1. Why an explicit DTD?
Because the receiver must be given the option to validate, rather
than simply take a role where it can be dumped on. Run time or
synchronous validation with respect to arbitrary DTDs/schemas is
impractical.
Down the road, provided the "canonical" DTD is well designed, the
DTD could be taken as architectural, allowing for a well-defined
set of variations. This needs a declarative feature, however
(ATTLISTs in an internal subset, while part of traditional AF
syntax, may not be the only way to go.)
2. Why is 'fault' at the top level?
Because I think fault detection should occur as early as possible
on the receiving end. Also, if the fault description mechanism
needs extension or elaboration in the future, it's best to plan for
this now by treating faults as a distinct message type altogether
(rather than as a subset of the 'result' type.)
3. What's with 'data'?
Probably overspecification.
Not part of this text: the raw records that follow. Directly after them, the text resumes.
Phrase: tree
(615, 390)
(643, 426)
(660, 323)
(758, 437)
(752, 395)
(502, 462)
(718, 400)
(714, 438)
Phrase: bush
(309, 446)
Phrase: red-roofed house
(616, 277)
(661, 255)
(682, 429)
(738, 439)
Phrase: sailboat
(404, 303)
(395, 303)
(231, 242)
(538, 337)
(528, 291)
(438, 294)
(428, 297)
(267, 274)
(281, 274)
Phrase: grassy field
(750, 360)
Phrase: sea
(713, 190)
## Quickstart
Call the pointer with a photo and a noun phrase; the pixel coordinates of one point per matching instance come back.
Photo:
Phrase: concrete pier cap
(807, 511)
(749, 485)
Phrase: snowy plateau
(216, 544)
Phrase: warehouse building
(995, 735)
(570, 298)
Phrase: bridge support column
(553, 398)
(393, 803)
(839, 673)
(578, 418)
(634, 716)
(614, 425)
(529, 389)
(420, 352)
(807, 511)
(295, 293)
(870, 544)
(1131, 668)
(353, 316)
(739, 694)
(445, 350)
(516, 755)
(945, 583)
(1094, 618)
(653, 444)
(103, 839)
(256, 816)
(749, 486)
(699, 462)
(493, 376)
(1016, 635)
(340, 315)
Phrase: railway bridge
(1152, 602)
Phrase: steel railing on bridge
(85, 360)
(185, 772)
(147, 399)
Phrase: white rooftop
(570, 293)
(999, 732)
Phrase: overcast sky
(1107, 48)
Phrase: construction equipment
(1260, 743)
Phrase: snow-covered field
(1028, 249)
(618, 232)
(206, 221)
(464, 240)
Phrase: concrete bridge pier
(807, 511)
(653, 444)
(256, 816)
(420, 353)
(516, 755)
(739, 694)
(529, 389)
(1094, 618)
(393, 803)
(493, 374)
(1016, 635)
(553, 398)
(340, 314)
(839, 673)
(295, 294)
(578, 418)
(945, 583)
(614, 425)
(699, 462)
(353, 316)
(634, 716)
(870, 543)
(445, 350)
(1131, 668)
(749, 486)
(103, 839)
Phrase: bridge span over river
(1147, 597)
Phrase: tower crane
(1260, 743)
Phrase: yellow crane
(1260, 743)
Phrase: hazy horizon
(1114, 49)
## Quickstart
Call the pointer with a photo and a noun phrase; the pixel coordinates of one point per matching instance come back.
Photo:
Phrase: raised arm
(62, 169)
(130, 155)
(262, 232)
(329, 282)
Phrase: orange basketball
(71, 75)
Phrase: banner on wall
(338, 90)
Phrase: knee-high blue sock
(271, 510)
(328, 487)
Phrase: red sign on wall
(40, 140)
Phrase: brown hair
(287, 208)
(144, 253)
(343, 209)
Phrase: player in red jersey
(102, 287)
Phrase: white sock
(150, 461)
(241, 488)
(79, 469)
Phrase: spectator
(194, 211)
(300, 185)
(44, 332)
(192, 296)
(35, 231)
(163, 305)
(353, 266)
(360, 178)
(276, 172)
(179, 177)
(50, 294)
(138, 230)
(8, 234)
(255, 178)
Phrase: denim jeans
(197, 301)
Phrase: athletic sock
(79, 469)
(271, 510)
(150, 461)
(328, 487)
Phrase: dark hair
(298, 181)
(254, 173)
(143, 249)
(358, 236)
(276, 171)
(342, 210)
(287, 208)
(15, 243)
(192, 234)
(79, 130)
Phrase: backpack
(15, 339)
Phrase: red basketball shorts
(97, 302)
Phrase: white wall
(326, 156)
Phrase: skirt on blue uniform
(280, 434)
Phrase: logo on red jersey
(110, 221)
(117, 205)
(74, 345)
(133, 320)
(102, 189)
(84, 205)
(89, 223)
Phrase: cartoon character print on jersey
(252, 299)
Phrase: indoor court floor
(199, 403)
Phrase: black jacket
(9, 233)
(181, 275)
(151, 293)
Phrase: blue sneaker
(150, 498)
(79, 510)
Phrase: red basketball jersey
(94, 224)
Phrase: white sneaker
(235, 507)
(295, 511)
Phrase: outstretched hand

The motivation was to provide for a
canonical format to handle forward references (inevitable in data
graphs with cycles.) In retrospect, canonicalization is probably
overkill - we should bend the rules for runtime optimizations.
I think getting rid of 'data' (and allowing for tactical variance from
the strict composition semantic of the element hierarchy) will need
another attribute, either on 'scalar' or on the types that can contain
scalars (to record the fact that direct containment is tactical rather
than factual - we'll need this for the multi-reference case also,
since the target will have to recorded somewhere.)
4. What is 'notice'?
Something for the messaging crowd. The semantic to be supported is
notification, and the assumption is that the data content of the
message is application defined completely. I have the content model
as ANY, but this could just as easily be #PCDATA, with the contents
wrapped in . The idea is that our framework offers no
services beyond a pure passthrough in this case. This is also a poor
man's extension mechanism.
5. Why both 'type' and 'class' attributes?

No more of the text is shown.